To address these challenges, this dissertation describes a novel design for DNA computation called a localized hybridization network, where diffusion of DNA strands does not occur. Instead all of the DNA strands are localized by attaching them to an addressable substrate such as DNA nanotrack and DNA origami. This localization increases the relative concentration of the reacting DNA strands thereby speeding up the kinetics. This dissertation demonstrated a localized hybridization network that executed a chain reaction of five DNA hybridizations which executes faster than non-localized DNA reactions.

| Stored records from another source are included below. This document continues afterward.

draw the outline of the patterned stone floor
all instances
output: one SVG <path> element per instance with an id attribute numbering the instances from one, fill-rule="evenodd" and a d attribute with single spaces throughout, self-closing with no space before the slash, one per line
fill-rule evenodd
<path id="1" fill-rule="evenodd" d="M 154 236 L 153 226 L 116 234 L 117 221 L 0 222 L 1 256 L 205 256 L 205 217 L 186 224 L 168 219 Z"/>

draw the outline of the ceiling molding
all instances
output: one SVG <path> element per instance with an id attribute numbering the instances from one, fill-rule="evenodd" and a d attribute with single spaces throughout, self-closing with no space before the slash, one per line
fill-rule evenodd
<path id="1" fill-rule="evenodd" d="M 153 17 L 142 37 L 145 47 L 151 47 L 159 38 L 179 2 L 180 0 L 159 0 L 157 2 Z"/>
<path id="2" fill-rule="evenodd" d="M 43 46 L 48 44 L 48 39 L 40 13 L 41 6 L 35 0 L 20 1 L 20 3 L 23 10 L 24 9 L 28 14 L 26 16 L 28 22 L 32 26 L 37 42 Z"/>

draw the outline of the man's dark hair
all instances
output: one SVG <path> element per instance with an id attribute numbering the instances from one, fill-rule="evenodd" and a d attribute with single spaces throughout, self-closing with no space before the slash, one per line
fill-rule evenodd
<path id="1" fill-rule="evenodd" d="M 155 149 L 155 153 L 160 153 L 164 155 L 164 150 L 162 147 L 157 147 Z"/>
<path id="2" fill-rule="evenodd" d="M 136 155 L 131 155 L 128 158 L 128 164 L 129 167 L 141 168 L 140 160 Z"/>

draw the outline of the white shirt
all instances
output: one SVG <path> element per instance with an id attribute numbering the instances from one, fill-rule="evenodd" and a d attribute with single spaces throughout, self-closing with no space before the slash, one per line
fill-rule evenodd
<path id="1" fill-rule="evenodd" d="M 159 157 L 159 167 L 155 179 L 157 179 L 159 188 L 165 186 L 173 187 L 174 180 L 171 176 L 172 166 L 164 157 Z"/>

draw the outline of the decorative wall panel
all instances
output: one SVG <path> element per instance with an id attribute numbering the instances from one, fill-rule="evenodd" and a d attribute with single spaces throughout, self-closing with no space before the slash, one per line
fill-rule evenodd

Another advantage of this approach is that each copy of the localized hybridization network operates independently of each other, allowing for a high level of parallelism. Localized hybridization networks also allow one to reuse the same DNA sequence to perform different actions at distinct location on the addressable substrate, increasing the scalability of such systems by exploiting the limited sequence space. An advantage of localized hybridization computational circuit is sharper switching behavior as information is encoded over the state of a single molecule. This also eliminates the need for thresholding as computation is performed locally eliminating the need for a global consensus.

There are many applications for localized hybridization networks. These include counting the number of disease marker molecules in a patient, detecting various cancer DNA sequences, and detecting and distinguishing bacteria by their distinguishing DNA. The results from localized DNA hybridization reactions may also be of practical use in performing surface computation on cellular membranes for disease detection and prevention.





Bui, Hieu Trung (2017). Localized DNA Computation. Dissertation, Duke University. Retrieved from https://hdl.handle.net/10161/14374.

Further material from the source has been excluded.